Sophat
- Author: Rim Kin
- Original title: សូផាត (GD: Sophat)
- Language: Khmer
- Genre: Romance
- Publication date: 1942
- Publication place: Cambodia
- Media type: Print (Paperback)

= Sophat =

Cambodian romance novel by Rim Kin

Sophat (សូផាត /km/) was the first Cambodian romance novel written in 1938 by Rim Kin and was published in 1942. Along with Kolab Pailin and Phka Srapoun, Sophat is widely regarded as the “first” Cambodian novel and is considered one of the three classic novels of Khmer literature, though Tuek Tonle Sap ("The Waters of Tonle Sap"), by Kim Hak had been printed in 1939.

== Context ==
Modern prose started later in Cambodia by comparison with the rest of Southeast Asia. It was only in the 1930s, several years after the installation of a printing-house in Phnom Penh that the new genre came into existence, and Sophat was the first bestseller of its kind.

== Synopsis ==
Suon, a government official in Sisophon, has an affair with an orphan woman called Soya, and she becomes pregnant. Concerned about his career and the wedding his own mother had arranged for him, Suon returns to Phnom Penh and leaves Sorya with a ring which lets her hope for his return, until she dies, and sends their son, Sophat, to learn at the pagoda. The eponymous hero is then sent to further his studies in Phnom Penh where he resides at Wat Ounalom, and befriends Narin, after he defends him from being bullied by others. Narin invites Sophat to come and live at his house, where he meets his adopted sister, Man Yan, which whom he falls in love. One day, Sophat forgets the ring his mother had given him in the bathroom. When the father of Narin sees the ring, he understands Sophat is his son, and as he becomes benevolent towards him. Sophat feels unworthy of such consideration, and flees to become a fisherman, and is presumed by all to be dead, while Man Yan is married to another man, whom she rejects on her wedding day as she jumps into a river, but is saved from drowning by Sophat who was fishing nearby, and the two are married and live happily ever after.

== Analysis ==

=== A milestone of Cambodian literary identity ===
Sophat is a milestone in Cambodian literature, as it integrates classic Khmer literature, such as many proverbs of Krom Ngoy, and it introduces a novel genre which would prove immensely popular well into the 21st century in Cambodia. Parallel to the first Vietnamese novel written in French (Nguyen Phan Long’s Le Roman de Mademoiselle Lys, 1921), the first Cambodian novel in Khmer is also indicative of the construction of Cambodian and Vietnamese identities in relation to one another. Sophat quickly became part of the national literature and even internationally recognized as such. At Yale University in 1972, Khmer language was taught though Khmer reading selections which included folk stories, descriptions of Khmer antiquities, didactic essays, newspaper stories, and only one short novel, Sophat, by Rim Kin.

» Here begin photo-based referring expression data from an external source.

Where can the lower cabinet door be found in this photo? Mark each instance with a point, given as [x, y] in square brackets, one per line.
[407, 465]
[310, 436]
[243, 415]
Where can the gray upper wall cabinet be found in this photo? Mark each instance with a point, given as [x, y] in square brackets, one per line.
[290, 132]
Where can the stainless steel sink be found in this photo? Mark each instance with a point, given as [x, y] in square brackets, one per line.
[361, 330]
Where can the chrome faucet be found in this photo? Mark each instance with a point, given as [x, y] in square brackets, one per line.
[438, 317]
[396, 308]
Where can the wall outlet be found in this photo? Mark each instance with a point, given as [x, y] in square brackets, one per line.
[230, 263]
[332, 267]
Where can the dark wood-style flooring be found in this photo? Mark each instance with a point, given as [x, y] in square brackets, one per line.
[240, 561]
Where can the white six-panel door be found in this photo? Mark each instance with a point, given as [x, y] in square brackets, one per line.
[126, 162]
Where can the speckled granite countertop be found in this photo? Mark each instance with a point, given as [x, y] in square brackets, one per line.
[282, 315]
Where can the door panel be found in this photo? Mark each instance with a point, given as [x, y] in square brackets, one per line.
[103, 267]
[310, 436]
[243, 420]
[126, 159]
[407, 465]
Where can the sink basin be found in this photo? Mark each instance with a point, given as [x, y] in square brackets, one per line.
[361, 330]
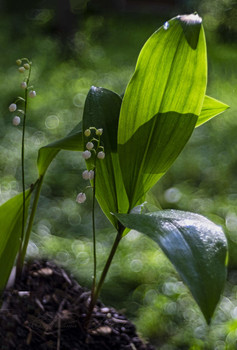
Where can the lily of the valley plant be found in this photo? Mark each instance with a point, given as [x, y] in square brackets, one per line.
[128, 144]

=== A moral criticism of lust and ambition ===
Sophat, impregnated with Buddhist morality, has been republished many times and had a profound influence on the development of literature in Cambodia in the second half of the 20th century. Sometimes naive, but always lucid with regard to the society it describes, it is very characteristic of contemporary Khmer novels which, through often incredible adventures, forcefully denounce the flaws of successive regimes.

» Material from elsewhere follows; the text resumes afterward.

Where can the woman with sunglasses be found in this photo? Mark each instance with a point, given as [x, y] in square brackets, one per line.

=== Women in Cambodian society ===
In a context in which the Chbab Srey was still very influential and taught in both private houses and public schools, Sophat depicts both the repression endured by Cambodian women at that time and the ripple effects that this treatment could have on all of society. This tale begins with the abandonment of a pregnant young woman by the well-to-do, high-ranking father of her unborn child, who goes to Phnom Penh for work. She is left to deliver her baby alone, without any support from relatives. When Man Yan, the adopted daughter of the rich man, falls deeply in love with the poor Sophat, she cannot express this to him because to do so would be unseemly for a woman. She goes on to attempt suicide by jumping into a river on her wedding day, but she is saved from drowning by the poor Sophat who has become a fisherman on that same river.

== Recognition ==
The novel Sophat was written by Rim Kin in 1938 but not published until 1942 due to a lack of publishing facilities in Cambodia at that time. Sophat was eventually published in 1942 by Man-sanh, in Saigon, where it was cheaper than Cambodia to publish books.

Sophat is Rim Kin's most famous novel and one of the classics of modern Cambodian literature. From 1955 to 1975, it was taught in the program of the fifth grade classes in Cambodia schools.

Sophat was later translated by Gérard Groussin and published in French as Sophat by L’Harmattan in 1994.